While the translation is cooking, the documents the client sends in are safely stored on our own servers for complete confidentiality.
Step 4: The Hunt for Translators
From this moment on, the project managers start working their magic. They reevaluate the document again, and then using Plunet they look for the right translators for the job. We’ve got over 2000 translators in our database, most of them natives, as well as linguists who are able to translate into and from Romanian to any language in the world. We meticulously choose who we work with not just because we want #happyclients but also because it benefits us too. Translators keep in touch with their project managers on a regular basis, updating them on the work they’ve been assigned. When translating 500.000, time management and revisions are of utmost importance.
Step 5: The Neverending Proofreading
Once the translation is ready, we verify everything again before moving forward. There is no need for the client to intervene at this time, as the editing and proofreading happen within the agency, or with the native or non-native translator, as per request. Together with the translators, proofreaders and the rest of the team, the project manager will double-check everything.
Step 6: The Anxious Delivery
The delivery is not the final step of the translation. We know that most of the time it is after delivery that the real work begins because the most important aspect of any great translation lies in the feedback from the client. Their feedback get to the agency within hours or even days after our first delivery. The moment we get feedback, things can go one of two ways. The first option is when the feedback is 100% positive and therefore the translation process is complete.
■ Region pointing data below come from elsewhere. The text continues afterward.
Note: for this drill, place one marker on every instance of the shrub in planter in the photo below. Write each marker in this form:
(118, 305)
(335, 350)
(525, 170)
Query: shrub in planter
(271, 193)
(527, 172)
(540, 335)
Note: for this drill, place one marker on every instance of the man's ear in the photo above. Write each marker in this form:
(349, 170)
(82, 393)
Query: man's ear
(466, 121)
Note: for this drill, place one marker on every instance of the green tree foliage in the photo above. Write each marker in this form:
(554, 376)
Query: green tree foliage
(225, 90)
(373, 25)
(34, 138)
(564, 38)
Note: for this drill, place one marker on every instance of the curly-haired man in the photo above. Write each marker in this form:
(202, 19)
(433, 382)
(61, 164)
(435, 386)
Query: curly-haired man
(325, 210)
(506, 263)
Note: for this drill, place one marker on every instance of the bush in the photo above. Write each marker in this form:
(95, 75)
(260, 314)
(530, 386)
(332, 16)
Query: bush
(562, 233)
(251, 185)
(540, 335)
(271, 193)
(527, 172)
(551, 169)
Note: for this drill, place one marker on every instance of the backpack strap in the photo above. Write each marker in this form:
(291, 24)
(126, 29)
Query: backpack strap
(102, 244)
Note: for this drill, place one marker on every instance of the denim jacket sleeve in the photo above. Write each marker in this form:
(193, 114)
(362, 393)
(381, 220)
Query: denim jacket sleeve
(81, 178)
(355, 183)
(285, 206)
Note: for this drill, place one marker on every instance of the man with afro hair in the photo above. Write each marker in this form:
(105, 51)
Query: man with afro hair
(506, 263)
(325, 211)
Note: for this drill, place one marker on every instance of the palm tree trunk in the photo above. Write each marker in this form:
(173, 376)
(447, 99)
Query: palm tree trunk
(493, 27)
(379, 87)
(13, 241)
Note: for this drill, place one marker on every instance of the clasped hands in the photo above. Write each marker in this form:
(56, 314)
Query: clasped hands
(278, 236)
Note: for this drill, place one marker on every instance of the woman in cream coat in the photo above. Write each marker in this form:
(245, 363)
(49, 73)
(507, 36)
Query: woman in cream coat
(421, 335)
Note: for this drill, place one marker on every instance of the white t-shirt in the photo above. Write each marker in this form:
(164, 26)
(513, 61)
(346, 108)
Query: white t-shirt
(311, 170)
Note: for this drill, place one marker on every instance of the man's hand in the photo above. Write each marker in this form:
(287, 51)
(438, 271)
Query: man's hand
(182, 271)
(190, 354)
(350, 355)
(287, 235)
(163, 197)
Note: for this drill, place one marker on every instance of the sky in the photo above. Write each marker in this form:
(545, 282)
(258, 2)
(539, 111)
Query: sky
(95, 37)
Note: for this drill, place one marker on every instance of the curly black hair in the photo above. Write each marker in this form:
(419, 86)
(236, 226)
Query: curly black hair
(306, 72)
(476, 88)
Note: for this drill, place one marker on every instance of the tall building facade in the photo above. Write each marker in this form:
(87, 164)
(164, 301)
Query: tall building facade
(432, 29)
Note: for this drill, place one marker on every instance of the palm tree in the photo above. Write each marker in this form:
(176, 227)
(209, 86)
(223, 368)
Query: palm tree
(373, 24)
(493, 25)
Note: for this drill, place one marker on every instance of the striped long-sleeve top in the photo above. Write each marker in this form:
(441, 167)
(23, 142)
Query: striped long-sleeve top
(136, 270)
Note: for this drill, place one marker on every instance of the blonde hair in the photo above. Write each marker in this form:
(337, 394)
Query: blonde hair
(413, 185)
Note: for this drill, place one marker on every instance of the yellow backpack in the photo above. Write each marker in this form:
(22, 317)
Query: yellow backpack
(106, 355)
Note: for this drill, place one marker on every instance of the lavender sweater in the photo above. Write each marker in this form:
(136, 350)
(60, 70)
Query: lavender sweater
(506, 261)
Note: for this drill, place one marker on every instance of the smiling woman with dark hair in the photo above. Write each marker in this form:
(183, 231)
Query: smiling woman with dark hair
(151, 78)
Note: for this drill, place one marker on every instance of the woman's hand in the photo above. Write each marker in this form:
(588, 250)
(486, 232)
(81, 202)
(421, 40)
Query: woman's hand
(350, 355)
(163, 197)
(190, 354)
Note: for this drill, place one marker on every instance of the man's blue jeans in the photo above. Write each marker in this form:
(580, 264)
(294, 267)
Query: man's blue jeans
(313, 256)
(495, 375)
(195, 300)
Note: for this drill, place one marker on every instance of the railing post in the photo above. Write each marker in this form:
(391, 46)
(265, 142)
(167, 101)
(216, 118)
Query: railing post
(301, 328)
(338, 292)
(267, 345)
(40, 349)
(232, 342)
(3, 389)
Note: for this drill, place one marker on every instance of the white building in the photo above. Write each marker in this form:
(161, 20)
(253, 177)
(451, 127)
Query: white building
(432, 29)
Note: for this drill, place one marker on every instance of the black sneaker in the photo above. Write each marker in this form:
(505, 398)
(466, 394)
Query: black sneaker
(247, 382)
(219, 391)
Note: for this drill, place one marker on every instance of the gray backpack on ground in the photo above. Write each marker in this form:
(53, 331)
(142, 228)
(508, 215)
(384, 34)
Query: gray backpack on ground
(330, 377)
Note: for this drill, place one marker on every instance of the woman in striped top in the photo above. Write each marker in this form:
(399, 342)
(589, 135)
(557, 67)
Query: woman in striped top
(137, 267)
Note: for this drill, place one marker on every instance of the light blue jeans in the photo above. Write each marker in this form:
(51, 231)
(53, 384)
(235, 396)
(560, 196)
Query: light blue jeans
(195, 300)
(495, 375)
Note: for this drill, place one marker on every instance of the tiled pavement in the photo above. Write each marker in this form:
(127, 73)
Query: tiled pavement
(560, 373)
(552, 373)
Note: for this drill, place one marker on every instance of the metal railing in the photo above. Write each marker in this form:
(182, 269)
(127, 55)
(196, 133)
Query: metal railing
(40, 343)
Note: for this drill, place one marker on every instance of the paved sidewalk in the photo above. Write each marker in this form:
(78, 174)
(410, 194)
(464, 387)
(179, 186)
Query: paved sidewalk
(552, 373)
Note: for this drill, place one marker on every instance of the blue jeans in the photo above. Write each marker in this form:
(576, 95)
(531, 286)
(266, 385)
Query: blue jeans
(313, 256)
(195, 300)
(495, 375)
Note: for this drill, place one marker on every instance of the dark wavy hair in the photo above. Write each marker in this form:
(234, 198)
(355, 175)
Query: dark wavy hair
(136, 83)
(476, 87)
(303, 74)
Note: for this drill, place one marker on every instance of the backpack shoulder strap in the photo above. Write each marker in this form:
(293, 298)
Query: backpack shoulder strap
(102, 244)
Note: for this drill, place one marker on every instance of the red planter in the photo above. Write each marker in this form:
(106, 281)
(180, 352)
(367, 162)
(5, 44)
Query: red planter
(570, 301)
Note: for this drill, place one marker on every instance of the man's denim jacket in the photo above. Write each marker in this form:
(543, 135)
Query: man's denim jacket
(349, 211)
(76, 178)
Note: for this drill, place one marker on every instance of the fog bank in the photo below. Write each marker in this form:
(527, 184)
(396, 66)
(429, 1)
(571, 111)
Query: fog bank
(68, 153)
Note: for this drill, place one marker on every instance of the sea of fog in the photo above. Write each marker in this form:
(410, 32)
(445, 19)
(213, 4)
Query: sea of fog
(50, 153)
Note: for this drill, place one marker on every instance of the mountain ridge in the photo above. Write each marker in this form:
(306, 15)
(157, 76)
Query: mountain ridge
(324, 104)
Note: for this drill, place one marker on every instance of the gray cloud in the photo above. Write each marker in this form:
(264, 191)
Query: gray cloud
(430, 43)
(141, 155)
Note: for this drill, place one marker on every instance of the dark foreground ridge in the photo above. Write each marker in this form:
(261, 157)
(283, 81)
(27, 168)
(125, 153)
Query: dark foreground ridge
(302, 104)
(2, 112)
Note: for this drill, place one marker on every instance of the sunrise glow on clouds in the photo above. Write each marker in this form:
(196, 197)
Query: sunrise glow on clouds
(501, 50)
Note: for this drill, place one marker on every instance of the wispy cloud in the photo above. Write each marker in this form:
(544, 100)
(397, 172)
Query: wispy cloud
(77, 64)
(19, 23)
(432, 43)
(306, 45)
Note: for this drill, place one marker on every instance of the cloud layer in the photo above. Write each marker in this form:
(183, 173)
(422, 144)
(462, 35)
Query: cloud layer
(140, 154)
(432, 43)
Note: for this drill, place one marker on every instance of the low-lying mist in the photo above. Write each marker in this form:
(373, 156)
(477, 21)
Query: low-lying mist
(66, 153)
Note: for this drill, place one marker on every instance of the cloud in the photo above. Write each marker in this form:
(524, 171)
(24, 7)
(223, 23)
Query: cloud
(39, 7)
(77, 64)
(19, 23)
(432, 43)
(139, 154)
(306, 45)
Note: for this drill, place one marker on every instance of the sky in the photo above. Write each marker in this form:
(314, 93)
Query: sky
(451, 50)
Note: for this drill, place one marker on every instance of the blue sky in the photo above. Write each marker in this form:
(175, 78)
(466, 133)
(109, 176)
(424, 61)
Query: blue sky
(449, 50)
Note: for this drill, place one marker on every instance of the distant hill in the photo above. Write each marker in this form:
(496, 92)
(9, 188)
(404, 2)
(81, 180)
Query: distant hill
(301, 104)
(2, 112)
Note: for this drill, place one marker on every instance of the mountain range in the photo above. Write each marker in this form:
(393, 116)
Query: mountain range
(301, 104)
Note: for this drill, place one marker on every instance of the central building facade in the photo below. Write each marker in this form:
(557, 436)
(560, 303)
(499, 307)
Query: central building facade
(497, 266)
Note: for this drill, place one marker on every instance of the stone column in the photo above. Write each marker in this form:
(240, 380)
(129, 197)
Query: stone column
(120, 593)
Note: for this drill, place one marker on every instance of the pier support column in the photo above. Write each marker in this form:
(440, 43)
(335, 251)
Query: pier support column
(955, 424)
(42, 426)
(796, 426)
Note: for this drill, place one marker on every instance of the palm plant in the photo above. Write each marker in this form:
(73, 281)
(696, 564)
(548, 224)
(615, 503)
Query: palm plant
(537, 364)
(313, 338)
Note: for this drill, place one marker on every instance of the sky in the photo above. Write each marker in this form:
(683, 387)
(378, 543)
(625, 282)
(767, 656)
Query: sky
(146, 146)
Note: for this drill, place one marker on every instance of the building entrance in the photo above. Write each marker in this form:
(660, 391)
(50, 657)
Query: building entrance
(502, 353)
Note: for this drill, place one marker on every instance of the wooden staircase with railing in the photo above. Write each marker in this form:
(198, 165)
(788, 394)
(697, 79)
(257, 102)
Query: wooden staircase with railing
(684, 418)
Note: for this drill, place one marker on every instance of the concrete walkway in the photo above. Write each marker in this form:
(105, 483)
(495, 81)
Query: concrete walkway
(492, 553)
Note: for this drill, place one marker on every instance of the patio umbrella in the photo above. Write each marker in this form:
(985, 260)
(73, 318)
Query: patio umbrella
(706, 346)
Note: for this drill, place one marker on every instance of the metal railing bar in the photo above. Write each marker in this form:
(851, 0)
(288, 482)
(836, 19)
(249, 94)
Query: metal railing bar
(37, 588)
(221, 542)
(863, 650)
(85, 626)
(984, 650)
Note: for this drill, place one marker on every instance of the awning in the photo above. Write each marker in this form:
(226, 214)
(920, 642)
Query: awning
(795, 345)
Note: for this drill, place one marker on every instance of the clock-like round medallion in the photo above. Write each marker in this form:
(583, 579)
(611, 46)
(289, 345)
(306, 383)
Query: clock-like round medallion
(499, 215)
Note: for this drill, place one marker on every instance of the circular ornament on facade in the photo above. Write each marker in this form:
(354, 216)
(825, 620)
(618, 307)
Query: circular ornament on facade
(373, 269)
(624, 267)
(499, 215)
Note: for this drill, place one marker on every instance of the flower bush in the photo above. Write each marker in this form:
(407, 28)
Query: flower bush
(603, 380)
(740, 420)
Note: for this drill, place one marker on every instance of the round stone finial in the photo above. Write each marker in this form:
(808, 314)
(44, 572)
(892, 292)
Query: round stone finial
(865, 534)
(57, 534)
Step 7: The Not-So-Great Feedback
The second option is when the feedback is not 100% great. This is when the project manager verifies what went wrong and starts sorting out the issues the client pointed out in their notes. Only after implementing the revisions coming from the client, we are safe to say the translation has reached its ending point. When the client is 101% satisfied with the result, that is when the process is done, and we can move on to the next project.
Bonus: How to get cheaper (and faster) translations
After the translation is accepted by the client, they can also request a new one or wait until they need help again. We always keep our clients close through the project manager as well as social media, newsletters, useful (we hope!) articles and other means of communication. Thanks to a bunch of CAT Tools, we can optimize the costs of future translations for the clients we’ve worked with so far. This means that, as time goes by, the more translations we get from a client the better we will be able to do in terms of prices and delivery time.
In the case of a 500.000-word translation, besides CAT Tools, project managers and their team of translators, editors and proofreaders, the most important part of our process is dedication. We stand by it in in regards to all of our translations, simply because we love what we do, be it a 5 or 500.000-word job.
The dedication that we put in is always at the max.